We know that the aetiological factors involved in most cases of CP operate between conception and a few weeks after birth, yet identifying preventable causes of CP has proved difficult. Several risk factors have been identified, but they overlap and interact with each other in ways that are not easy to dissect. Nevertheless, important to keep in mind is that the young 21st century has witnessed the development of two preventive measures for CP: MgSO4 treatment for mothers at risk of preterm delivery, and head and/or body cooling for infants born at term with neonatal encephalopathy.
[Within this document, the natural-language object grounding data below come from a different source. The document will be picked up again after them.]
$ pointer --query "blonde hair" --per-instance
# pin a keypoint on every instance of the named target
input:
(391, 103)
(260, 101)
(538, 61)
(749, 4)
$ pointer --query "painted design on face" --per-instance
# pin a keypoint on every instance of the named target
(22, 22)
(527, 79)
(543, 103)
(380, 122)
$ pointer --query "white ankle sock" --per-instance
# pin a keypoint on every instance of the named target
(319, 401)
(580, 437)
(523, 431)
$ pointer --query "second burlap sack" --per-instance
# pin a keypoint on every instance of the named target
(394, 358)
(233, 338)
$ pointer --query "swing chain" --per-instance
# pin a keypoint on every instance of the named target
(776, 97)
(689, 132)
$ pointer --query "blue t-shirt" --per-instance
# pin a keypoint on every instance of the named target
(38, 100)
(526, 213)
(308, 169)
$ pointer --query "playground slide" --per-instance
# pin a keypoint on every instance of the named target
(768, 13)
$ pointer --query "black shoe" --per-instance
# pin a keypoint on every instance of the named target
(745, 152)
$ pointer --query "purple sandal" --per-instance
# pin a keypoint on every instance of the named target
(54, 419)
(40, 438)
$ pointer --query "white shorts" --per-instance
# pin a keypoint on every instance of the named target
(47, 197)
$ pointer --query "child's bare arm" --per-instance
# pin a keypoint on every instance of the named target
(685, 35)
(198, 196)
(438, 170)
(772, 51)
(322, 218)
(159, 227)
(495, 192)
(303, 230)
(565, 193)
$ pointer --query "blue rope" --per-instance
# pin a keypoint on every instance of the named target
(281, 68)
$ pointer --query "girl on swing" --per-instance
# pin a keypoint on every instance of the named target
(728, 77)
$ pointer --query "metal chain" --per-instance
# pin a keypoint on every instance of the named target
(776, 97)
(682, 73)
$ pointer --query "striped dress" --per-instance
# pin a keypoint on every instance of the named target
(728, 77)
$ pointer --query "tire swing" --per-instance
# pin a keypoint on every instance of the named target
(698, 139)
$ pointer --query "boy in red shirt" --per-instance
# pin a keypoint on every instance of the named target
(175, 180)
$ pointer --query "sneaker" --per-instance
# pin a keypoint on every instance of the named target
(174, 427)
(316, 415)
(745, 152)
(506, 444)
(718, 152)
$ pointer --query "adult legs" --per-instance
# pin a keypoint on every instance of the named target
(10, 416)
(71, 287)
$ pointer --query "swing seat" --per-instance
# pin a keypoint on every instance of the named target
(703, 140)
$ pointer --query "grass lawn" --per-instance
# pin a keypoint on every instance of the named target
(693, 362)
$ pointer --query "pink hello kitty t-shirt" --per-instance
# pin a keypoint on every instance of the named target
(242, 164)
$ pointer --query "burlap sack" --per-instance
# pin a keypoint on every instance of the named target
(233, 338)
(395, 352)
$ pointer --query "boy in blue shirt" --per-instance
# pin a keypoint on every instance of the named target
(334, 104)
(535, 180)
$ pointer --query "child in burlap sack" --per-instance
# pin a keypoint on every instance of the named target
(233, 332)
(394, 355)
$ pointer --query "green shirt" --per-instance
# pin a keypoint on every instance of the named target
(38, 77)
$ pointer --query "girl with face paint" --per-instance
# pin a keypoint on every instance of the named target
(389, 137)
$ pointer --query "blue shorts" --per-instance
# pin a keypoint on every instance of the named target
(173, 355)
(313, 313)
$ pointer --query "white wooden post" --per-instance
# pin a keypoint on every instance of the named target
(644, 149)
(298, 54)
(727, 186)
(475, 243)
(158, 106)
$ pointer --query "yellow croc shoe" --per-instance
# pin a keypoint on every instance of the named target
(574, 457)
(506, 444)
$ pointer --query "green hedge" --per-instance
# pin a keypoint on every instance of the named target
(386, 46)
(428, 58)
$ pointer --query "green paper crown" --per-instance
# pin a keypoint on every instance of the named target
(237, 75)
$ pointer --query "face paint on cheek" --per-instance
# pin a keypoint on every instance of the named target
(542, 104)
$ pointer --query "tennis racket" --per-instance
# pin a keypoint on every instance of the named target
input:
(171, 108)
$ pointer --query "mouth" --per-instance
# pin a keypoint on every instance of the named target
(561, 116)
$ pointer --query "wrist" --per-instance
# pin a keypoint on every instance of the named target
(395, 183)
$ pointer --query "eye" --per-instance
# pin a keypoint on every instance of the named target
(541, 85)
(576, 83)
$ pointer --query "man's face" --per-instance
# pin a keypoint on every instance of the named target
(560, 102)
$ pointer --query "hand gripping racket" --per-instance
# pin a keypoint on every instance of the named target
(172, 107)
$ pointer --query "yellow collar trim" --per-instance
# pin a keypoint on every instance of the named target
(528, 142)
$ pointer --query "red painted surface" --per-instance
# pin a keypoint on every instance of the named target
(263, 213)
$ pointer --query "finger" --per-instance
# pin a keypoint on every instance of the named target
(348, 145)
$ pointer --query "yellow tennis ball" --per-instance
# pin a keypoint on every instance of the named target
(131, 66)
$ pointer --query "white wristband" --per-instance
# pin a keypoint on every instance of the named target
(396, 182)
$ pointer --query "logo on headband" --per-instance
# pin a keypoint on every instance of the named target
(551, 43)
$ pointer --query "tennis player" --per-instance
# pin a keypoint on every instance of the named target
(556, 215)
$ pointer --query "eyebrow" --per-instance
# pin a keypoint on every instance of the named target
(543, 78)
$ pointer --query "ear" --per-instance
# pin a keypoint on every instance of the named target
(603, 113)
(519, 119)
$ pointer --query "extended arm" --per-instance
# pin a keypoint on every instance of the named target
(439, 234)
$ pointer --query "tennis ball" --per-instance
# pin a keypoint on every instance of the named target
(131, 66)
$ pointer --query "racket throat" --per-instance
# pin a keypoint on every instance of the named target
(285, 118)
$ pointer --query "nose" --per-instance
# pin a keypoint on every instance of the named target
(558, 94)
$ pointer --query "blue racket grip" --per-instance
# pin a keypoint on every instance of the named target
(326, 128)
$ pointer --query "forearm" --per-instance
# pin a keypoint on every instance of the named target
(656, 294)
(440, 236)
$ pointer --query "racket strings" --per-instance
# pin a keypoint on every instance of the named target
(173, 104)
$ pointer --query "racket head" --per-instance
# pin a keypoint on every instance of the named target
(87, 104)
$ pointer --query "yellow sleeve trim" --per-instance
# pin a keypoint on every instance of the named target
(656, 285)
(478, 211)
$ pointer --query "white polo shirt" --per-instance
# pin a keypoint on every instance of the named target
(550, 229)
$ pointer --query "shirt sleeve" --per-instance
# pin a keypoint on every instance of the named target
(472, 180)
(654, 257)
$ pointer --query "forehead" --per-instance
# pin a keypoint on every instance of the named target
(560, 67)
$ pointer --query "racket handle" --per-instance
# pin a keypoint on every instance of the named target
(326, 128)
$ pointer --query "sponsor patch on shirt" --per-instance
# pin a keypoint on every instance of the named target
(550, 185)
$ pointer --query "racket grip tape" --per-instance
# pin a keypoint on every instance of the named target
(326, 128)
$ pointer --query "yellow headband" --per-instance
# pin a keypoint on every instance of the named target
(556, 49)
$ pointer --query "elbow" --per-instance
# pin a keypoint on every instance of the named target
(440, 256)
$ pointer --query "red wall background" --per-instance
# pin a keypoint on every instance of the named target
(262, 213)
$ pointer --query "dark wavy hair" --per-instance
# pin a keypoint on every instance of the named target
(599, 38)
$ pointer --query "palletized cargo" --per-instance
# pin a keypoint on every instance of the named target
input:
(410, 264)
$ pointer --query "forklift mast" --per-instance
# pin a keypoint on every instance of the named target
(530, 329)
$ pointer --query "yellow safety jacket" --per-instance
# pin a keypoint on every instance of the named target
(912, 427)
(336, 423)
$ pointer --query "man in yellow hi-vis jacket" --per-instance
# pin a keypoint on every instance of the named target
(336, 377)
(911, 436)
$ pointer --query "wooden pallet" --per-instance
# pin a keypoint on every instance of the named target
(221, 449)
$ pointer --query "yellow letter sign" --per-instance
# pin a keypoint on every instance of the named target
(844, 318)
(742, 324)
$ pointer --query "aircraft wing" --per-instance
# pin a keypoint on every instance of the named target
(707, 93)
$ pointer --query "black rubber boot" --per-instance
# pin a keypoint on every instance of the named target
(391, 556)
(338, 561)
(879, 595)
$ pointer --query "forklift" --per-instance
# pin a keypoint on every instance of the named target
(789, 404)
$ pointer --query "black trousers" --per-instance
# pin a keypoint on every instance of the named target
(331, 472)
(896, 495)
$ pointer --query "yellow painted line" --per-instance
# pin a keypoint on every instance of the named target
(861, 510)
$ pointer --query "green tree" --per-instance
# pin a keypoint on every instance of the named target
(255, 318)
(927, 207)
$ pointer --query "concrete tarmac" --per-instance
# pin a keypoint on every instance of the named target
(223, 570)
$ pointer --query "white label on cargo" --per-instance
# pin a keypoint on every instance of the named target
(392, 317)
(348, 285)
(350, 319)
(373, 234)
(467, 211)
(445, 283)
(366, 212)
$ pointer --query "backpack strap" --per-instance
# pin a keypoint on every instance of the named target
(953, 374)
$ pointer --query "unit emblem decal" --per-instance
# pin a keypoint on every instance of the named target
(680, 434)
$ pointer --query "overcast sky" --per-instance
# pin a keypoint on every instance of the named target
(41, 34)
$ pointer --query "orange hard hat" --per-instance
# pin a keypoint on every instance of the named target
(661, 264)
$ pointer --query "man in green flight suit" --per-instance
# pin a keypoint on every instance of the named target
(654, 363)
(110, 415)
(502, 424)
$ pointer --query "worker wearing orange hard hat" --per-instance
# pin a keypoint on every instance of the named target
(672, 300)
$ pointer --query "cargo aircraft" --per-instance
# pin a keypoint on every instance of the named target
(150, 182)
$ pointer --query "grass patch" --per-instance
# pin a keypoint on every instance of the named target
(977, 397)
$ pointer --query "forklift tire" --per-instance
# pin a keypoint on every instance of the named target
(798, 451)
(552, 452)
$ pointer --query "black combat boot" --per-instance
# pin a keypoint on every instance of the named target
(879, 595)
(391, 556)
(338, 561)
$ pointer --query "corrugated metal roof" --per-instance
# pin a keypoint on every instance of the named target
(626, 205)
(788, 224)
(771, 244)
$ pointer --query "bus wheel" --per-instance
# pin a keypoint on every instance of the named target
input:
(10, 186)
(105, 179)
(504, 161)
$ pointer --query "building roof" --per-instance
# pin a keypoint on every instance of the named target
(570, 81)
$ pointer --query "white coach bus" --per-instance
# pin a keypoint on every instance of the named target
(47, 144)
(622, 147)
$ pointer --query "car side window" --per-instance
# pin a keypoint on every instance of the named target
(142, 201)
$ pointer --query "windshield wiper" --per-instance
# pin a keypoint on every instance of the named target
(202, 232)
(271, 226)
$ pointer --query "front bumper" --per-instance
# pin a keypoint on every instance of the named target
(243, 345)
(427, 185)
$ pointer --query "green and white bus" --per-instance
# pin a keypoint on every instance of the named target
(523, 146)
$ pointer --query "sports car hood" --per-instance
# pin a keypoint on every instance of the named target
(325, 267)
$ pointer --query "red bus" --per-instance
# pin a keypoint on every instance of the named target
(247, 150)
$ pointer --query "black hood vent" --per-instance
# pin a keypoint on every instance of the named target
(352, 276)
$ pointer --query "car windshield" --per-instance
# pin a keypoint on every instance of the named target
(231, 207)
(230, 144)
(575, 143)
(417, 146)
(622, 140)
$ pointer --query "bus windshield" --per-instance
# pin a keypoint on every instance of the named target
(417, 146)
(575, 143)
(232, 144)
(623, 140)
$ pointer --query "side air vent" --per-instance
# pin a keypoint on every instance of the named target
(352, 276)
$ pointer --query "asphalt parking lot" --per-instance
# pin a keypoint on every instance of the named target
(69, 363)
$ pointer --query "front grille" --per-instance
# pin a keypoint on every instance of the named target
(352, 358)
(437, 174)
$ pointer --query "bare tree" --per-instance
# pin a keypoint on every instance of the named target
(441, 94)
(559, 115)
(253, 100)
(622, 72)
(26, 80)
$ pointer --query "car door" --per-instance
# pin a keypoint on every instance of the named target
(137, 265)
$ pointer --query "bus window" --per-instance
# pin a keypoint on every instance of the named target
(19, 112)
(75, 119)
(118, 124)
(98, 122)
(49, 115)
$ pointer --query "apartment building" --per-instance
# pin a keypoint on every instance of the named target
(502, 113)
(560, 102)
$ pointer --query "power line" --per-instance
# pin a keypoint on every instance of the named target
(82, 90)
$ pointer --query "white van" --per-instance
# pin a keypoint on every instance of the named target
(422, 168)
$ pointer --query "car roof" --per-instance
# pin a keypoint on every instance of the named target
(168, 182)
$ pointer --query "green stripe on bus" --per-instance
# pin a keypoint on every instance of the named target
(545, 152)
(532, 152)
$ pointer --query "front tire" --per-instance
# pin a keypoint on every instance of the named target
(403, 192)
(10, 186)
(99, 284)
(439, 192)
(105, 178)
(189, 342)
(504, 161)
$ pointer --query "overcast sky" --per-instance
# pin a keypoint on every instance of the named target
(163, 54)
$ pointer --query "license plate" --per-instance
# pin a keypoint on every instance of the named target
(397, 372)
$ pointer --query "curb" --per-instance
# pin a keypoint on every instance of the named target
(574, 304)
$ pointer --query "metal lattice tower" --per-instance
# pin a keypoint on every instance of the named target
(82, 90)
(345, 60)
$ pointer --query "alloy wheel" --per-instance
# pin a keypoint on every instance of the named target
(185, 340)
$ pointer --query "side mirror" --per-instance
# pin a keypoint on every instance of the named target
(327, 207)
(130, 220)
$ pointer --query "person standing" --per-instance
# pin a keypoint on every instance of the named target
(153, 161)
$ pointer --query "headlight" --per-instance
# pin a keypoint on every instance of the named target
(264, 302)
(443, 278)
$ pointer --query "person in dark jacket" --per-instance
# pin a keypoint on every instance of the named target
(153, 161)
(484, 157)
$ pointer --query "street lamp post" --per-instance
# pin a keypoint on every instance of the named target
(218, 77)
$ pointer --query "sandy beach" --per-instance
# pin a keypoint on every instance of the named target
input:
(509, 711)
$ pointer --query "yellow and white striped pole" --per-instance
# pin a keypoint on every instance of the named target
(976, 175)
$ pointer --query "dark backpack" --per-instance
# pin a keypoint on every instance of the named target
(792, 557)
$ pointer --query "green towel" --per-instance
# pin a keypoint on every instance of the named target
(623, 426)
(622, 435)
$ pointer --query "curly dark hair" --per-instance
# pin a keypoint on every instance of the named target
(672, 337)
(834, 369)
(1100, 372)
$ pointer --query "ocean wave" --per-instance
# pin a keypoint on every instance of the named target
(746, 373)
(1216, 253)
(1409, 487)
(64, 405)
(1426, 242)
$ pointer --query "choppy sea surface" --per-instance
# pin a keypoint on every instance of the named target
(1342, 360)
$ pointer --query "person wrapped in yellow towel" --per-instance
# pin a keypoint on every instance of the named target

The ongoing formation of large national databases of data from unselected pregnancies in combination with multidisciplinary collaboration to integrate these resources for the study of complex diseases in pregnancy gives hope for new discoveries; these data include real-time surveys of exposures in pregnant women, and biological specimens such as archived serum, urine and newborn blood spots. This information is invaluable when accompanied by follow-up information about the presence or absence of CP in the offspring, or when linked to records of CP. If the modest information about pregnancy that is currently available from maternal recall and medical records years later can be supplemented with data sources that provide clear information about exposures to infections, nutrients, environmental toxins, allergens and many other phenomena during pregnancy, our limited knowledge could give way to an era in which the widespread prevention of CP is a feasible goal.